Khalifian Saami, Sarhane Karim A, Tammia Markus, Ibrahim Zuhaib, Mao Hai-Quan, Cooney Damon S, Shores Jaimie T, Lee W P Andrew, Brandacher Gerald
Department of Plastic and Reconstructive Surgery, Vascularized Composite Allotransplantation (VCA) Laboratory, Johns Hopkins University School of Medicine, Ross Research Building 749D, 720 Rutland Avenue, Baltimore, MD, 21205, USA.
Arch Immunol Ther Exp (Warsz). 2015 Feb;63(1):15-30. doi: 10.1007/s00005-014-0323-9. Epub 2014 Nov 27.
Reconstructive transplantation has become a viable option to restore form and function after devastating tissue loss. Functional recovery is a key determinant of overall success and critically depends on the quality and pace of nerve regeneration. Several molecular and cell-based therapies have been postulated and tested in pre-clinical animal models to enhance nerve regeneration. Schwann cells remain the mainstay of research focus providing neurotrophic support and signaling cues for regenerating axons. Alternative cell sources such as mesenchymal stem cells and adipose-derived stromal cells have also been tested in pre-clinical animal models and in clinical trials due to their relative ease of harvest, rapid expansion in vitro, minimal immunogenicity, and capacity to integrate and survive within host tissues, thereby overcoming many of the challenges faced by culturing of human Schwann cells and nerve allografting. Induced pluripotent stem cell-derived Schwann cells are of particular interest since they can provide abundant, patient-specific autologous Schwann cells. The majority of experimental evidence on cell-based therapies, however, has been generated using stem cell-seeded nerve guides that were developed to enhance nerve regeneration across "gaps" in neural repair. Although primary end-to-end repair is the preferred method of neurorrhaphy in reconstructive transplantation, mechanistic studies elucidating the principles of cell-based therapies from nerve guidance conduits will form the foundation of further research employing stem cells in end-to-end repair of donor and recipient nerves. This review presents key components of nerve regeneration in reconstructive transplantation and highlights the pre-clinical studies that utilize stem cells to enhance nerve regeneration.

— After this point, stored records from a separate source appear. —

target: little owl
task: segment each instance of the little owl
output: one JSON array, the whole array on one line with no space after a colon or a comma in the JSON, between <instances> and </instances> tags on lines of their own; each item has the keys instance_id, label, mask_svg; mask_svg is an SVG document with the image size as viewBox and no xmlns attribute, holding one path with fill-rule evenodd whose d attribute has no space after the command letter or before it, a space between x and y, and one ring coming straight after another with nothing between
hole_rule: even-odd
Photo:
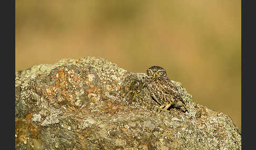
<instances>
[{"instance_id":1,"label":"little owl","mask_svg":"<svg viewBox=\"0 0 256 150\"><path fill-rule=\"evenodd\" d=\"M184 112L186 110L178 87L168 78L164 69L152 66L146 73L147 88L152 98L160 105L159 110L168 111L172 105Z\"/></svg>"}]
</instances>

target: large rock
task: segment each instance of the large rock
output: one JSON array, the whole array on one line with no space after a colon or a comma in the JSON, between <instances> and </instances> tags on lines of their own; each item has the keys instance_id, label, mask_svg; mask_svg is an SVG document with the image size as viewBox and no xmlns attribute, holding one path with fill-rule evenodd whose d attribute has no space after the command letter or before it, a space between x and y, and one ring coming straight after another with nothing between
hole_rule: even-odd
<instances>
[{"instance_id":1,"label":"large rock","mask_svg":"<svg viewBox=\"0 0 256 150\"><path fill-rule=\"evenodd\" d=\"M145 76L90 57L17 71L16 149L241 149L231 119L180 83L188 111L156 111Z\"/></svg>"}]
</instances>

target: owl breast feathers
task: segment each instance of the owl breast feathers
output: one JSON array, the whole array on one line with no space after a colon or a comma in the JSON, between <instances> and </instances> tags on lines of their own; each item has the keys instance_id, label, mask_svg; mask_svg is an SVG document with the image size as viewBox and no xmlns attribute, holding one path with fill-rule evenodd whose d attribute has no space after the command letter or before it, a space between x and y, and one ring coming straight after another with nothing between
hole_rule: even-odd
<instances>
[{"instance_id":1,"label":"owl breast feathers","mask_svg":"<svg viewBox=\"0 0 256 150\"><path fill-rule=\"evenodd\" d=\"M165 70L152 66L147 71L146 84L152 98L160 105L159 109L167 111L171 106L186 110L177 86L168 78Z\"/></svg>"}]
</instances>

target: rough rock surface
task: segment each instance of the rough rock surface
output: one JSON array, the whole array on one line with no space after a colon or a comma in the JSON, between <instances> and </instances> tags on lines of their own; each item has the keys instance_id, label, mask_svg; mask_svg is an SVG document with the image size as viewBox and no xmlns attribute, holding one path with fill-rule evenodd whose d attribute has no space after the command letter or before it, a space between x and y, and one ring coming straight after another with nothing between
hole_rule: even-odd
<instances>
[{"instance_id":1,"label":"rough rock surface","mask_svg":"<svg viewBox=\"0 0 256 150\"><path fill-rule=\"evenodd\" d=\"M16 149L241 149L231 119L179 82L188 112L157 111L145 76L91 57L17 71Z\"/></svg>"}]
</instances>

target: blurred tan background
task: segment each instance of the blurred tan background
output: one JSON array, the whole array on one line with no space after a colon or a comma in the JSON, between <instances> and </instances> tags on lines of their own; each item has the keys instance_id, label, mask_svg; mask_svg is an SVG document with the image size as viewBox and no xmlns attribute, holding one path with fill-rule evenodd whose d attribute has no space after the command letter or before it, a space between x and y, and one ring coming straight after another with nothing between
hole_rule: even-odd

重建移植已成为在组织严重缺损后恢复形态和功能的可行选择。功能恢复是整体成功的关键决定因素,并且严重依赖于神经再生的质量和速度。已经提出了几种基于分子和细胞的疗法,并在临床前动物模型中进行了测试,以促进神经再生。雪旺细胞仍然是研究的重点,为再生轴突提供神经营养支持和信号线索。间充质干细胞和脂肪来源的基质细胞等替代细胞来源也已在临床前动物模型和临床试验中进行了测试,因为它们相对易于获取、在体外快速扩增、免疫原性最小,并且能够在宿主组织内整合和存活,从而克服了培养人雪旺细胞和神经同种异体移植所面临的许多挑战。诱导多能干细胞衍生的雪旺细胞特别受关注,因为它们可以提供大量的、患者特异性的自体雪旺细胞。然而,大多数关于基于细胞疗法的实验证据是使用接种干细胞的神经导管产生的,这些导管是为了增强神经修复中“间隙”的神经再生而开发的。尽管一期端端修复是重建移植中神经缝合的首选方法,但从神经引导导管阐明基于细胞疗法原理的机制研究将构成在供体和受体神经端端修复中进一步应用干细胞研究的基础。本综述介绍了重建移植中神经再生的关键组成部分,并重点介绍了利用干细胞促进神经再生的临床前研究。